In practice ever-closer union may be, if not dead, in cryogenic suspension. But the principle continues to be the driving ideology in Brussels for the simple reason that there is a deep-seated fear that anything else means the death of the EU. This may reflect a problem with the idea of what Europe should be. If your starting position is a perfectly realised end-goal (a truly “United States of Europe”, for instance), compromise can be tolerated only to the extent that it furthers that goal and any adjustment of the goal itself is anathema. Whilst serious reform may be mooted and backed by important figures, it is likely to be trapped between the horns of being mere window dressing and being seen as the compromise that destroyed the dream of Europe.

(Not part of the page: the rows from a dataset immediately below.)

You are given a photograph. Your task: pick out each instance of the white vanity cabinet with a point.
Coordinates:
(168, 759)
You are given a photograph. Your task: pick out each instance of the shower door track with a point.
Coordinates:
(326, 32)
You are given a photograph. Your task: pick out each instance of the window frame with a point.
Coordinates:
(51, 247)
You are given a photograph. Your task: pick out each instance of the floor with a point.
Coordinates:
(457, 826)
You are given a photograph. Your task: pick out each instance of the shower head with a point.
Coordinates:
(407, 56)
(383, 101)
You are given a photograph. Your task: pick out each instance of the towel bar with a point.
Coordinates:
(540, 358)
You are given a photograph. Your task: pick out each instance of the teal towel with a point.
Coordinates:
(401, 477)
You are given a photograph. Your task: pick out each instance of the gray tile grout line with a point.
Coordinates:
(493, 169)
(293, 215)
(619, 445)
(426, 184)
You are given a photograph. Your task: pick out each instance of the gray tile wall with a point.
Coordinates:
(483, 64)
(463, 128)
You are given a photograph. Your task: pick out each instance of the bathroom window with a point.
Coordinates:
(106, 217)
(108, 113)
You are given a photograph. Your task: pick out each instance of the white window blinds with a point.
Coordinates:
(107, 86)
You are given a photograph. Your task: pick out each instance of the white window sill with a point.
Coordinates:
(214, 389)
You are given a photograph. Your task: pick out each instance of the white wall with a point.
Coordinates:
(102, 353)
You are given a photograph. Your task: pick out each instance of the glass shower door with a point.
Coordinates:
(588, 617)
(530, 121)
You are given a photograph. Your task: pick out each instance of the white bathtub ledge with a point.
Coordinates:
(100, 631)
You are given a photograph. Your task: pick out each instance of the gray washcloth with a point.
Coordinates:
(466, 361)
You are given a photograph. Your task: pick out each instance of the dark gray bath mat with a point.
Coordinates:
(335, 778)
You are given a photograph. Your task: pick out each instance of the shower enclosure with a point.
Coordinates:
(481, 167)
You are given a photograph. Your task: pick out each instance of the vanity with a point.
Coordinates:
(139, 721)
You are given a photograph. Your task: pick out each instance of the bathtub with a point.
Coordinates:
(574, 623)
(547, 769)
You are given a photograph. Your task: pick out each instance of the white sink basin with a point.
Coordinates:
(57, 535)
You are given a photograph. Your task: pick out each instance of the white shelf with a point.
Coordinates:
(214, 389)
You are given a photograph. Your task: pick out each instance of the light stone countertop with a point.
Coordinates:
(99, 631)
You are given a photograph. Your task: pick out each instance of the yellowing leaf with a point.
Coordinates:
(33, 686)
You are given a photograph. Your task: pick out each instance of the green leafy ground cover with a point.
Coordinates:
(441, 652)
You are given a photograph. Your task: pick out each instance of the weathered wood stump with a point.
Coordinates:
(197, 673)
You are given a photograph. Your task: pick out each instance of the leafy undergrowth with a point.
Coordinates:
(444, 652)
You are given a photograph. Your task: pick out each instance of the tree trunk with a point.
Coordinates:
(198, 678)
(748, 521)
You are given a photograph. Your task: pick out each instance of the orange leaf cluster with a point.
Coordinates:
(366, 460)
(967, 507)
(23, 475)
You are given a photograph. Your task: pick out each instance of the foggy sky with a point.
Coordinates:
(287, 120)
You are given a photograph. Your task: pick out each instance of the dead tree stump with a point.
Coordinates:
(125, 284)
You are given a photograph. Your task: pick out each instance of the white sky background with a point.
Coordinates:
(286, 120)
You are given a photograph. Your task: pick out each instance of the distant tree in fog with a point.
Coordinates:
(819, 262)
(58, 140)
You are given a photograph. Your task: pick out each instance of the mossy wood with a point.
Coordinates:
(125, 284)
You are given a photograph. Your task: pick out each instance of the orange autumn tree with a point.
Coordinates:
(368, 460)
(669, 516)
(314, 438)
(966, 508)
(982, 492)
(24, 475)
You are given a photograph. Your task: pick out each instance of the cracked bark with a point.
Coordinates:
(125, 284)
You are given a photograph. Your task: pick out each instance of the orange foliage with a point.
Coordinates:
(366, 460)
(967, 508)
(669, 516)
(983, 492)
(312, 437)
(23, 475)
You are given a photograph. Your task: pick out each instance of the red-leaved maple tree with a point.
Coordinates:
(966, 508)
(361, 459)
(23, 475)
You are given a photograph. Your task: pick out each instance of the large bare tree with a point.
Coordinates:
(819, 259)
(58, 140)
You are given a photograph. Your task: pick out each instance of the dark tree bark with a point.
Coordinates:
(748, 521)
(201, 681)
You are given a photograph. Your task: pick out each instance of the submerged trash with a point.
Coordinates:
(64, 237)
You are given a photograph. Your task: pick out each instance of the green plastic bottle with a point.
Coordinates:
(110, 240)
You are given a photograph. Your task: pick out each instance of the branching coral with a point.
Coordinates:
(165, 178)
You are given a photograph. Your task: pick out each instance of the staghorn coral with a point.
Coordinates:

The UK’s withdrawal has made the situation worse for several reasons. First, there is a belief among some EU leaders that Brexit means that the UK has to be actively punished. If the UK can withdraw on favourable terms and, especially, be served Europe-a-la-carte, this could set a “dangerous” precedent.
Secondly, the UK’s departure will strengthen the true believers given that the UK has long been the loudest, and largest, advocate of both Euro-scepticism and alternative approaches to Europe. Whilst the former has been better known in recent years, the latter has played a key (and probably more important) role in keeping the centralising federalists in check. It is worth noting that the creation of the Single Market was primarily driven by the UK. This was once characterised as the “looser, larger, Europe” vision, that sought to expand the EU and, without being against integration, allowed for more flexibility and less regulation. Such views do continue to exist, but without the UK the balance will be radically shifted in favour of the centralisers, opposed only by nationalists seeking to undermine the EU completely.
Thirdly, to the extent that a more varied EU emerges from the next few years, the absence of the UK will mean that it looks much more like a tiered system of a core Eurozone (plus maybe Sweden) and outsiders or even second class Member States. This would mean a ‘multi-speed’ EU, which remained premised on the idea that everyone was heading to the same eventual goal, even if they did so at their own pace. Had the UK still been a Member State, the balance between core and periphery would not have been as extreme, and long-term variable geometry could have been viable.
Admittedly, were the UK to remain a member of the European Economic Area, this could still hold to some degree, with periphery members having membership terms that in some ways resembled the relationship with EEA members more than the membership terms of core members, and the UK bolstering the EEA to act as a counterweight to the influence of the Eurozone. As it is, though, this will almost certainly not happen, given the seemingly intractable conflict between the EU’s recalcitrant refusal to let the UK have its cake and eat it and the UK’s monomaniacal fixation on ending freedom of movement at any cost.
Where do we go now?
Ultimately, despite short-run setbacks, the EU is likely to remain defined by the drive towards uniform integration. This is unlikely to do much to ameliorate nationalist and populist opposition and could well inflame and normalise it in the medium term. This is not to say that the EU will inevitably collapse. Absent a radical shock, such as Marine Le Penn taking the French Presidency, it probably won’t.
Nevertheless, ploughing on towards ever-closer union regardless of the response and the consequences will do much towards, ironically, entrenching divisions and instability across Europe. And an EU that continues to face stymied reforms, constant resentment and resistance, and a persistent nationalism epidemic will find itself continually unable to tackle the problems that surround it.